En primer lugar hay que distinguir entre el “abandono de hogar” y el “abandono de familia”, pues el simple hecho de que una de las dos partes salga del que es el domicilio habitual no implica que esté abandonando el hogar, pues una vivienda en ningún caso constituye por sí sola un hogar, irse de una vivienda no implica, necesariamente, que se esté abandonando nada. Para las leyes, el abandono no es dejar un lugar, es más el desatender las obligaciones que uno ha contraído, en definitiva rehuir las obligaciones que debe a personas a su cargo o que dependen de él, así que se puede salir de casa y seguir atendiendo todas las obligaciones que se tienen respecto de terceros.

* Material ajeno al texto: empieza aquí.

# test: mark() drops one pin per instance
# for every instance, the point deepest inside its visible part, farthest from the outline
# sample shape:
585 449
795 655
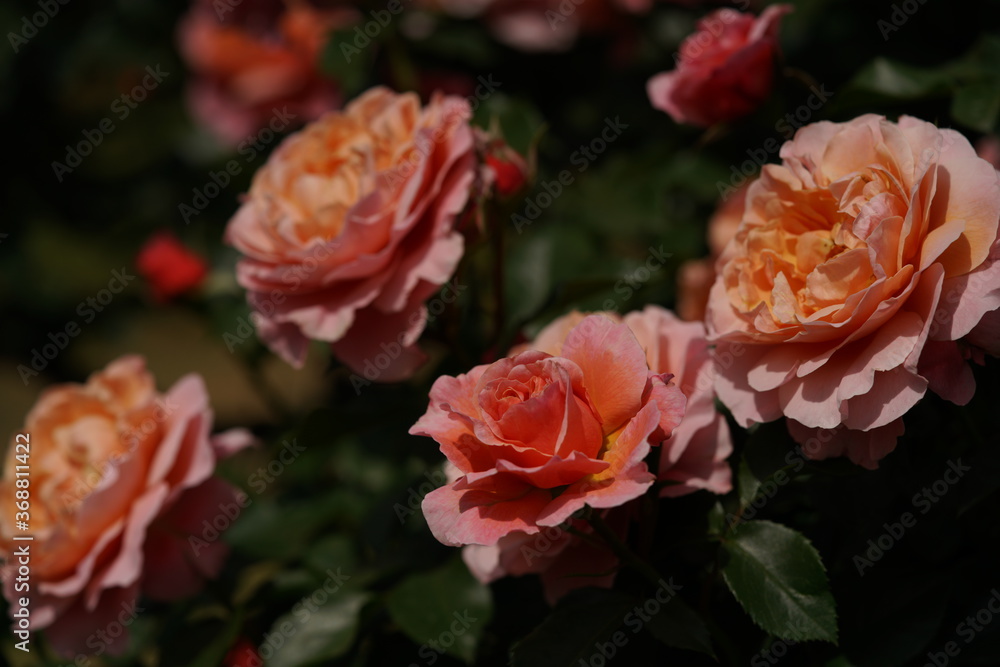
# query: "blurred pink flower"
121 478
725 70
255 58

Es más, una pareja podría perfectamente vivir cada uno de ellos en un domicilio diferente sin menoscabo del matrimonio.

Ya habiendo dejado claro que el abandono de hogar no es una figura delictiva, vayamos a entrar a fondo en lo que se considera delito de abandono de familia, hay una serie de conductas tipificadas como delito de abandono de familia en el Código Penal:

  • no cumplir con los deberes de asistencia que legalmente corresponden en casos de patria potestad, de tutela, de guarda o de acogimiento familiar,
  • dejar de dar asistencia referida al sustento de descendientes, ascendientes o el cónyuge, que estén es estado de necesidad,
  • eludir dos meses consecutivos el pago de prestación económica recogida en convenio aprobado o resolución judicial.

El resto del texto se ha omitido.